Banatt tells me he has been playing video games for as long as he can remember — he claims it’s even through video games that he learned to read. There was no formal gaming group at Yale when he enrolled, so he co-founded Smash@Yale with four of his friends this year to centralize the gaming that had been taking place in common rooms all over campus. Almost every day, there’s a post on the 160-member Smash@Yale Facebook group inviting members to watch a how-to, read an article, play a game.

Like many of his friends, Banatt wouldn’t necessarily call himself a gamer: “It’s a hobby, just like any other hobby,” he tells me — no more distinctive than reading or watching TV. “I don’t attach a weird label to my identity because of it.”

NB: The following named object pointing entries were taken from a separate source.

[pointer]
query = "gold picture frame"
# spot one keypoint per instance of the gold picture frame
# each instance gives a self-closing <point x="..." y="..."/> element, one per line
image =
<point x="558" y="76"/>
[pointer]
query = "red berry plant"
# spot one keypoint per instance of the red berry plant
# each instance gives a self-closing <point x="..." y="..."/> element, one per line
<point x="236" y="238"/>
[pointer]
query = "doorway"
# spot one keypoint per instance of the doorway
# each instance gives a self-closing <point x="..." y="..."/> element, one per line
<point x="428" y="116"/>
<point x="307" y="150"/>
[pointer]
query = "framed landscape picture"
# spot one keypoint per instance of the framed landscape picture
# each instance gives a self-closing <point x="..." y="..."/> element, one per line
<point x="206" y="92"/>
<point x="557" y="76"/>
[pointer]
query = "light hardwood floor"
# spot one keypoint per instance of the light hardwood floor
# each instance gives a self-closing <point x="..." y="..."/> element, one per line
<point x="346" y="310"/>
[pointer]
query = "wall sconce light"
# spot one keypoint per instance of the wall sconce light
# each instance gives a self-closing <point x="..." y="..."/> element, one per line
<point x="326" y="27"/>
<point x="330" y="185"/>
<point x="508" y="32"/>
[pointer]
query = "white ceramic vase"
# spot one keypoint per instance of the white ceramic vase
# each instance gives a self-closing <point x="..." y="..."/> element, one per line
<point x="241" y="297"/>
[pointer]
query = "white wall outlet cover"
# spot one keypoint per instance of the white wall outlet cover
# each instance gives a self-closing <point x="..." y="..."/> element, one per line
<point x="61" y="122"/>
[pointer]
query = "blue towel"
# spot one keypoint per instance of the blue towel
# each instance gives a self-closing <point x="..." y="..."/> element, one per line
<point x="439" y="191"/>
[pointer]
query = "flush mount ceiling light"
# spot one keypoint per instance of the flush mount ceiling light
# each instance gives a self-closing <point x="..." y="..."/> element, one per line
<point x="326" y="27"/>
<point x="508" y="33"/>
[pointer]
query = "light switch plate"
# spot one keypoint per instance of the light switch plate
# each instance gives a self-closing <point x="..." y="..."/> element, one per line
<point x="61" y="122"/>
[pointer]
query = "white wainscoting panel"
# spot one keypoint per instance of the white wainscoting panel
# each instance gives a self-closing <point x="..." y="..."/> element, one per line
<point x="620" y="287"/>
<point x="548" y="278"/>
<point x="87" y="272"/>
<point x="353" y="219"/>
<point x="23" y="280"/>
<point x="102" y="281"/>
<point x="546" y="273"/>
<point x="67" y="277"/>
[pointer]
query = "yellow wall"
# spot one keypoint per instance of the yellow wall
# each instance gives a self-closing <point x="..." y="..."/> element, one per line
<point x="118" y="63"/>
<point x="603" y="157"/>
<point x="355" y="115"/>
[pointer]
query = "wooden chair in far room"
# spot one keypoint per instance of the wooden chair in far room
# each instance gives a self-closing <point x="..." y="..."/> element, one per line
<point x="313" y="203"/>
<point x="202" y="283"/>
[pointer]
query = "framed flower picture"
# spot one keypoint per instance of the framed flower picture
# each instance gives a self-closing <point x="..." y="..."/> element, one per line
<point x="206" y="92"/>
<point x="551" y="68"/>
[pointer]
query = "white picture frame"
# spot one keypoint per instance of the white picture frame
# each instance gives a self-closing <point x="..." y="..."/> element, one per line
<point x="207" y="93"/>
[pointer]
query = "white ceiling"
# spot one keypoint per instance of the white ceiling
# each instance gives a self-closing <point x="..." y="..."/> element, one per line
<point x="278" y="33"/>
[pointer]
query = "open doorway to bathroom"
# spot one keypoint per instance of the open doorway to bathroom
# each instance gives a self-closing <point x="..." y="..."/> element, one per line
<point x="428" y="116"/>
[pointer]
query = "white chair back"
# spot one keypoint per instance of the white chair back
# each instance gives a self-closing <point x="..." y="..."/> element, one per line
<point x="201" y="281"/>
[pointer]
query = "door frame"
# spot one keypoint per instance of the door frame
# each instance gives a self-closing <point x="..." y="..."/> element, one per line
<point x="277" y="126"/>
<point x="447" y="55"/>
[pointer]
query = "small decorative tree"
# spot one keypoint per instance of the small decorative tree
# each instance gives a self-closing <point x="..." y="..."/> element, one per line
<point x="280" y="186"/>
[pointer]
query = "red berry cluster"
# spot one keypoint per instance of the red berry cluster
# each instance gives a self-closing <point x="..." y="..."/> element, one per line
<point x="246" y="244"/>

But a gamer, according to the dictionary, is just someone who plays video games. Under that definition, more and more people, whether serious vide game players like Banatt or not, could call themselves gamers. According to the 2014 Entertainment Software Association Annual Report, the chances of the person sitting next to you having played a video game, whether a mobile game or a massive multiplayer online role playing game like League of Legends, is 58 percent. Media researchers attribute this statistic, in part, to there being more platforms, like tablets and smartphones, on which to play.

There’s the gamer who plays Candy Crush on the way to work — and then there’s the sort of gamer who, in 2013, the U.S. State Department officially recognized as a professional athlete. Last month, in a South Korean stadium built for soccer, those athletes competed for $1 million in the League of Legends World Championship before an international audience of 40,000.

The internet has helped to transform gaming into a spectator sport. Sixty million fans per month tune in to watch competitive gamers play on the website Twitch.tv, the brainchild of Yale graduates Emmett Shear ’05 and Justin Kan ’05, who sold Twitch to Amazon this October for an unprecedented $970 million.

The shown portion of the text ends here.